Wednesday, March 24, 2010

Alice in Wonderland (2010)

Sorry we’re a little late on this one. Too much caterpillar-inspired hookah time.

Now, if there’s one thing people seem to forget about Lewis Carroll’s “Alice” books, it’s that they are seriously f-ed up acid-induced trips put to paper. Sure, Disney made it fuzzy and cute, but Tim Burton kicked little Mary Jane wearing Alice to the curb and replaced her with a saucy teenager, a feminist before the word entered the modern lexicon. Add Burton’s obligatory casting of his partner Helena Bonham Carter, the universally-loved Johnny Depp and stoner baiting 3D, and you have the recipe for a blockbuster who could draw anyone from age 5 to 75 without breaking a sweat.

So… why wasn’t it good?

The pre-Wonderland scenes held some promise. We see Alice (Mia Wasikowska) as a bold young English girl, refusing to abide by familial and cultural wants, who daftly escapes an awkward situation like we all wish we could - by falling down a rabbit hole. This is where the slapdash 3-D begins to become evident, so save your extra $3 and the nose-crushing glasses lest you constantly find yourself mesmerized by the blurred edges of the screen.

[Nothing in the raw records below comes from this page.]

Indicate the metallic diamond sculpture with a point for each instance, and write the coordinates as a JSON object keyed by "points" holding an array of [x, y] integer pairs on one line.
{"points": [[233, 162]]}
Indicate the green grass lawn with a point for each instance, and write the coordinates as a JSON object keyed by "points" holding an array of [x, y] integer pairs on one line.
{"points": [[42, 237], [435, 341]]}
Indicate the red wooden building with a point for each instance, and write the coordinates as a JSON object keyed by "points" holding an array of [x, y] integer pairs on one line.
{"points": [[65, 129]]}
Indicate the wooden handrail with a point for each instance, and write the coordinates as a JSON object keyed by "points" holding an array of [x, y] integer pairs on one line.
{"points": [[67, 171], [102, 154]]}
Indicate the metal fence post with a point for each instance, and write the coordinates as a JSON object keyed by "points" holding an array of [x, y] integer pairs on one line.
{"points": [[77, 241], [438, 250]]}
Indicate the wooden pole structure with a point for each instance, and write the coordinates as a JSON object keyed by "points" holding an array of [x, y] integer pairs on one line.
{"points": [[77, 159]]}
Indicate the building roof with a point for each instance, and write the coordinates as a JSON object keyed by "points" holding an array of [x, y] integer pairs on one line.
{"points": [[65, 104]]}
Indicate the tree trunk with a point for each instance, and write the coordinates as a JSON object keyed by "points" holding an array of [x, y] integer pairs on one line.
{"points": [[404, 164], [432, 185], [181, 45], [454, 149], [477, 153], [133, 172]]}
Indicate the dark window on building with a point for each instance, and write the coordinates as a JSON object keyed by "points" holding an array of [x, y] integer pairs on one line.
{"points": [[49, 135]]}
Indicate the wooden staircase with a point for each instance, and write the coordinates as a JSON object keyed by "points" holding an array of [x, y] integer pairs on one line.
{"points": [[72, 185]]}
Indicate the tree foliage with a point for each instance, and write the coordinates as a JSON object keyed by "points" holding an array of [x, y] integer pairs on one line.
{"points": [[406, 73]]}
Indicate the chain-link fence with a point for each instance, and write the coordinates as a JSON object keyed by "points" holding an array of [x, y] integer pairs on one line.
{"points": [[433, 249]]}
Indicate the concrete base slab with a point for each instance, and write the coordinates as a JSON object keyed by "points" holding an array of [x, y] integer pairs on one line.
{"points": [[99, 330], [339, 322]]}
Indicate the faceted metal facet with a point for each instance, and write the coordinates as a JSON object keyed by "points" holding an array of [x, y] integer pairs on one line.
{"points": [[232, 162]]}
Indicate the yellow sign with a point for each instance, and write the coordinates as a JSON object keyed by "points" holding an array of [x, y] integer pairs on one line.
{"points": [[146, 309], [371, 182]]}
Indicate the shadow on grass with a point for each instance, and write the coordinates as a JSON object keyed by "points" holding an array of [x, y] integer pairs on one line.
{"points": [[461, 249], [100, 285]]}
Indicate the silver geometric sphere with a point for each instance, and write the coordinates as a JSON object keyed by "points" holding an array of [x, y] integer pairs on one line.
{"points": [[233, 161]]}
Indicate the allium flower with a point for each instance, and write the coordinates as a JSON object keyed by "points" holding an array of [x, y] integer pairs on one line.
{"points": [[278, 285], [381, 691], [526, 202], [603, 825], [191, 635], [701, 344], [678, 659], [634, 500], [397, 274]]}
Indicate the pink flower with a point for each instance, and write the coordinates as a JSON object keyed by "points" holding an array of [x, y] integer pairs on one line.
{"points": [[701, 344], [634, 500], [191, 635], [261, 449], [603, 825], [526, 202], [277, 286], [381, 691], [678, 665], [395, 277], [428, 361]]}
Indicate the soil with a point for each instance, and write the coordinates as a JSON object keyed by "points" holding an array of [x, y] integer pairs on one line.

Like the iconic Disney cartoon, this retelling also features the “drink me,” “eat me” grow big/grow small riddle that Alice must solve to get into Wonderland. There, we meet the White Rabbit (Michael Sheen), a belligerent dormouse (Barbara Windsor) and a Dodo (Michael Gough) who, along with Tweedles Dee and Dumb (Matt Lucas), engage in a seemingly endless debate over the verité of Alice who insists (spoiler alert! she does this until almost the very end) she’s in the same recurring dream she’s had for years and can snap out of it at any moment.

From there, at a meeting with Absolum (the aforementioned hookah smoking caterpillar voiced by Alan Rickman), Alice learns of the prophecy of the slaying of the Jabborwocky (stolen from a Carroll poem, not one of the Alice tales), all the while still debating her identity with the babbling motley crew of creatures. This is where the film really started to lose me, and not even Johnny Depp’s Mad Hatter or the normally genius Helena Bonham Carter’s Red Queen could add a dash of much-needed laughs to this confused kid/adult movie crossover. Don’t get my started on Ann Hathaway’s overacted, overgesticulated White Queen.

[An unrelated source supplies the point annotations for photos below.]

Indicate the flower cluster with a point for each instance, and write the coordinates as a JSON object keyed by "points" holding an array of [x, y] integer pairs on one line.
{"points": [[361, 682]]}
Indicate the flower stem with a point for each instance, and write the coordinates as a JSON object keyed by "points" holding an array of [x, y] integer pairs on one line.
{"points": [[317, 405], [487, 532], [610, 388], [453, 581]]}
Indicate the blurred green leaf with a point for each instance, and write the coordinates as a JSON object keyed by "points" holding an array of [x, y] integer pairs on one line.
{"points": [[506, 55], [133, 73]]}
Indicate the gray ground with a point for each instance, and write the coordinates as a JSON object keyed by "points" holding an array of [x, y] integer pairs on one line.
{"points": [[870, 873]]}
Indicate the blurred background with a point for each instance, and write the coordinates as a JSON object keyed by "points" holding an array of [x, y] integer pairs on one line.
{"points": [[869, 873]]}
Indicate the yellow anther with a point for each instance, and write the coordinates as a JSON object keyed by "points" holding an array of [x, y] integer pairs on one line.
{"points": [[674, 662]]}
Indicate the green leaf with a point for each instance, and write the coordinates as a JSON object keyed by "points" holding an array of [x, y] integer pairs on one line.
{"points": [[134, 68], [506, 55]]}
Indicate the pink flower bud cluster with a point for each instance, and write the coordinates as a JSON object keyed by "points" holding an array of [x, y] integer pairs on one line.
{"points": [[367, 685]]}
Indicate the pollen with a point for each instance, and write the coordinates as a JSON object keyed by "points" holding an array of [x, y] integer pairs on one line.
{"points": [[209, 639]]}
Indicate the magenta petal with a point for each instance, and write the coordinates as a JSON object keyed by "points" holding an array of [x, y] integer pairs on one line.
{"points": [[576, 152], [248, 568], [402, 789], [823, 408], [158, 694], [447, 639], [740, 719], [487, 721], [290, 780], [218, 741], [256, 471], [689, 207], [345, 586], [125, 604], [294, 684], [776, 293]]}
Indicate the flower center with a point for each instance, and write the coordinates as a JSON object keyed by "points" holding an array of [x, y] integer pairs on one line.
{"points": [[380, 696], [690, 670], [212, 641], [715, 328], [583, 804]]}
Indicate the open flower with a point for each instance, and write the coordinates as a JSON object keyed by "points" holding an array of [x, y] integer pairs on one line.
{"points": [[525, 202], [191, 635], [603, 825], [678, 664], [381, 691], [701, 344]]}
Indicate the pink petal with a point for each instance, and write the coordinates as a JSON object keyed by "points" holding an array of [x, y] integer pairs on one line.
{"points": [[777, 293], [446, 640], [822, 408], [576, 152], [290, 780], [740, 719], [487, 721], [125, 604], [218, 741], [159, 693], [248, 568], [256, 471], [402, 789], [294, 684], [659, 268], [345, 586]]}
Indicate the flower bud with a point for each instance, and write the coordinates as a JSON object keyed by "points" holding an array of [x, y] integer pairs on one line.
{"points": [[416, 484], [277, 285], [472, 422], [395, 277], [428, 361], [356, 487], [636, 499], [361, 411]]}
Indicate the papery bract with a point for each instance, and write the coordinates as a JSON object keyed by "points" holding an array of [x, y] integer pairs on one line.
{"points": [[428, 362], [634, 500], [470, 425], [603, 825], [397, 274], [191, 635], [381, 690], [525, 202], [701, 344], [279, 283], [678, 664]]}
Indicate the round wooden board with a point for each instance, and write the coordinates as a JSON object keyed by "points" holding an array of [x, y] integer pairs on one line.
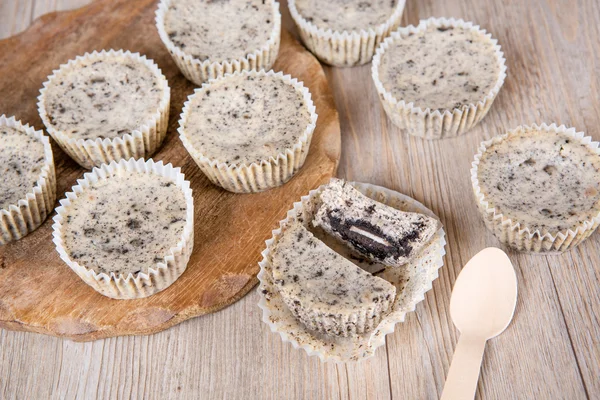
{"points": [[38, 292]]}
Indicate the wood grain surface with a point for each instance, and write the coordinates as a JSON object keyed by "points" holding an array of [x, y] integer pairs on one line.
{"points": [[550, 351], [39, 293]]}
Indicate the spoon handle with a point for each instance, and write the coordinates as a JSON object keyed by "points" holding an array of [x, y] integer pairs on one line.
{"points": [[461, 383]]}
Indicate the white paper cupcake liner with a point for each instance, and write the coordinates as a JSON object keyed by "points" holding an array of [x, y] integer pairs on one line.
{"points": [[163, 273], [344, 48], [254, 177], [28, 214], [412, 281], [434, 124], [140, 143], [201, 71], [516, 234]]}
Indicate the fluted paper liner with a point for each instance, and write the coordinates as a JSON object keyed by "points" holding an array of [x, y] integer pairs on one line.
{"points": [[201, 71], [159, 276], [344, 48], [515, 233], [254, 177], [28, 213], [412, 281], [140, 143], [435, 124]]}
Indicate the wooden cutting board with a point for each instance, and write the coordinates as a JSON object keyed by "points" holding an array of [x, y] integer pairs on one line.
{"points": [[38, 292]]}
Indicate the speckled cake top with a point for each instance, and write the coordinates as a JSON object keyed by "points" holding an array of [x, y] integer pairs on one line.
{"points": [[314, 279], [125, 223], [103, 98], [373, 229], [245, 119], [440, 68], [346, 15], [219, 30], [545, 180], [21, 161]]}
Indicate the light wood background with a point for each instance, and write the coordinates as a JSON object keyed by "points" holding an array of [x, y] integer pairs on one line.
{"points": [[552, 348]]}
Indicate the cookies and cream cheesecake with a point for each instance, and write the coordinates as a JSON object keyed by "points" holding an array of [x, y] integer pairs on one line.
{"points": [[432, 76], [106, 106], [28, 184], [346, 15], [130, 222], [345, 32], [328, 293], [249, 131], [210, 38], [378, 232], [538, 187]]}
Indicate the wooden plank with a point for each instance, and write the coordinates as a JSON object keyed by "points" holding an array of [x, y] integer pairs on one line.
{"points": [[552, 350], [15, 16], [224, 264]]}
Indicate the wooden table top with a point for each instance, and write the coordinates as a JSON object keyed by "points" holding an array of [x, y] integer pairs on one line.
{"points": [[550, 351]]}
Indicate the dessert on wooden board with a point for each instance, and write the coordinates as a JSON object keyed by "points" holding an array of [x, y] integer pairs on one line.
{"points": [[106, 106], [325, 291], [28, 181], [127, 228], [440, 78], [378, 232], [208, 39], [249, 131], [538, 187], [323, 298], [345, 33]]}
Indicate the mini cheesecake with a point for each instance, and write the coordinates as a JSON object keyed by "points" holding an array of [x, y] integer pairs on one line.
{"points": [[545, 180], [131, 223], [208, 38], [28, 184], [249, 131], [440, 78], [378, 232], [325, 291], [345, 33], [346, 15], [106, 106]]}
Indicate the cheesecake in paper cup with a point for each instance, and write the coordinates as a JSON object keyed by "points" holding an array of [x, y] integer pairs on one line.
{"points": [[25, 204], [347, 47], [220, 52], [411, 280], [263, 159], [127, 228], [419, 105], [120, 101], [538, 187]]}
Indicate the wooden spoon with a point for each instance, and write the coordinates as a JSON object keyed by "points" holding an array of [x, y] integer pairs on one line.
{"points": [[482, 305]]}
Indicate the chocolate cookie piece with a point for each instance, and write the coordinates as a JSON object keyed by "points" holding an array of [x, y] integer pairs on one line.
{"points": [[378, 232], [325, 291]]}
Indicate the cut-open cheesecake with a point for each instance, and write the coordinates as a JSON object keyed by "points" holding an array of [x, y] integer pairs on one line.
{"points": [[325, 291], [376, 231]]}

But I digress. Alice is the focus of this mis-matched mess, and after a violent run-in with the Bandersnatch, takes solace at the Mad Hatters’s doomsday-looking tea party and we gain some insight into the devastated Apocalypse Now landscape, and it’s just all so … Burtony. Shortly after, the man hunt catches up to the oddly matched duo (which at times felt borderline inappropriate mind you) and Alice is witness to the Hatter’s arrest by the Nave of Hearts (Crispin Glover), and the remainder of the movie consists of Alice’s infiltration of the Red Queen’s foreboding fortress and plodding schemes to free the Hatter and overthrow the toddler-like Red Queen and restoring the White Queen to power by destroying the Red Queens champion, the Jabborwacky.

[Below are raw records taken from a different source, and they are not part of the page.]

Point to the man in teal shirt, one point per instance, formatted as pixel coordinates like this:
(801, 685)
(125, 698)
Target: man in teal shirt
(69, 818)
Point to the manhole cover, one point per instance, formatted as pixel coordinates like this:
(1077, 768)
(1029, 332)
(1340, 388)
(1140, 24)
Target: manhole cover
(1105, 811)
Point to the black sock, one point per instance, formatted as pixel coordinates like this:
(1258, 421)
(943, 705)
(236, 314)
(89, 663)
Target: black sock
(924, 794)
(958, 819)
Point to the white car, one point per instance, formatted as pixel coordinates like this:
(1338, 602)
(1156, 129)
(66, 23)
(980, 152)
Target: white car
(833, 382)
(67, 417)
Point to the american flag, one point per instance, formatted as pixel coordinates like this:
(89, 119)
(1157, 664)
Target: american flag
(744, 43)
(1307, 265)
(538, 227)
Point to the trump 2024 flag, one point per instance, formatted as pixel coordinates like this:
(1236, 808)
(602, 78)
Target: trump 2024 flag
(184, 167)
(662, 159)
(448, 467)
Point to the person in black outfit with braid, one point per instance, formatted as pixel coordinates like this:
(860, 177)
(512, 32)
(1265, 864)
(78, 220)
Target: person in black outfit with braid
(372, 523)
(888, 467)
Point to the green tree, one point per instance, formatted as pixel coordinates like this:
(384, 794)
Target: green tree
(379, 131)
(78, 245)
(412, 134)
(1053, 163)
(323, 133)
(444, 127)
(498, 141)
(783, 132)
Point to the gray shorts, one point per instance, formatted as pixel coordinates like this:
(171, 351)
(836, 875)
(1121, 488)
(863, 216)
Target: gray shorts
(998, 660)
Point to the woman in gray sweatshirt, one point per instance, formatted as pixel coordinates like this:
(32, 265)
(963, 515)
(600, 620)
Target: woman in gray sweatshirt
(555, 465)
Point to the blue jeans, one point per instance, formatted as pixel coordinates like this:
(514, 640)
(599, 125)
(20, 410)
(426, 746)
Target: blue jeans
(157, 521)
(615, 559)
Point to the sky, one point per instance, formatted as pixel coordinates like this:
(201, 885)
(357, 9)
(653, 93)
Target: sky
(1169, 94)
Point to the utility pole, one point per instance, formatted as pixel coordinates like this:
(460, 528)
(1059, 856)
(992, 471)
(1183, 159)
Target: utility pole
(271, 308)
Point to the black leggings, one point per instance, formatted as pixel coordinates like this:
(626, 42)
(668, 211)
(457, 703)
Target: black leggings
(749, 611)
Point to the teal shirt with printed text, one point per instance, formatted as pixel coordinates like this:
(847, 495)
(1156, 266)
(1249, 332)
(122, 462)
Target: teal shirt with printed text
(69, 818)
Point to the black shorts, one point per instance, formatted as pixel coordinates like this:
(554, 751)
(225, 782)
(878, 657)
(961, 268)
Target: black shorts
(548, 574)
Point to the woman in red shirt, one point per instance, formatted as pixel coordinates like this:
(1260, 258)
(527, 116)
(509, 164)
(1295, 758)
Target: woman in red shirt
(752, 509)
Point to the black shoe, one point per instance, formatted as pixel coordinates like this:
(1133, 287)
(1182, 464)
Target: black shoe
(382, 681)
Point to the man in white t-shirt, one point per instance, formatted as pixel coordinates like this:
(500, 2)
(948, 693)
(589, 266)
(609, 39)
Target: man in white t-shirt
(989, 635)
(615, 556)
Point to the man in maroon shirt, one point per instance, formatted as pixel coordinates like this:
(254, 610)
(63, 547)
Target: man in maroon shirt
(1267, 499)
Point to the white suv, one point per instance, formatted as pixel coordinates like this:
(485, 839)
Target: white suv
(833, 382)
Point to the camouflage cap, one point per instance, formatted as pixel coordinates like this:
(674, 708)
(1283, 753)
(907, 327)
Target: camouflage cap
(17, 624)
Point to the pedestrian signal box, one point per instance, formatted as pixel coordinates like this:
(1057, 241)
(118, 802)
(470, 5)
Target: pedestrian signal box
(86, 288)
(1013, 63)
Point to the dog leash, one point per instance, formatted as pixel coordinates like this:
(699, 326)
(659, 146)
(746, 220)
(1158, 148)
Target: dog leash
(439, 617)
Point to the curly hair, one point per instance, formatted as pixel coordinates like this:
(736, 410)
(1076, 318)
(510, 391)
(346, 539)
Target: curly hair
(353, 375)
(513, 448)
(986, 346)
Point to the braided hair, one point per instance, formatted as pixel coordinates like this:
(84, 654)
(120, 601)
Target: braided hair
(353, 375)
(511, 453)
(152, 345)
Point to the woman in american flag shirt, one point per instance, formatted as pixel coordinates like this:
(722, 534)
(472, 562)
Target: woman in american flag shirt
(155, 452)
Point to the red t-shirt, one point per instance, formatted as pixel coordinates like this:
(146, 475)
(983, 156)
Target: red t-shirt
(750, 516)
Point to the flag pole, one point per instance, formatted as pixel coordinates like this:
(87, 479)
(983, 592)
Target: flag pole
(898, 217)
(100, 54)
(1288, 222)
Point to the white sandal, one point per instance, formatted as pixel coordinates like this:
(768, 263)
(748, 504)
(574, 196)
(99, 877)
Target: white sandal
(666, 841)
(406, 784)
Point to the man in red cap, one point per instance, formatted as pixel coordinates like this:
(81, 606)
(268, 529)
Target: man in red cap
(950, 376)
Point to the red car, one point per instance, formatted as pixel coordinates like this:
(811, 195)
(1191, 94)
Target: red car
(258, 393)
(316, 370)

Before this review turns into a mess of ribbon and CGI a la Alice, I should also address the kid unfriendliness that becomes clear towards the end of the movie. Two words: headless scary dragon thing. Overall, an uncompelling mish-mash of Carroll’s work, the film wanders from scene to scene without any real cohesion with an unsatisfying, “girl power” ending that seems… out of place. A rainy-day DVD rental maybe, but spare yourself the crowds of bewildered, mildly traumatized children and go see Hot Tub Time Machine instead.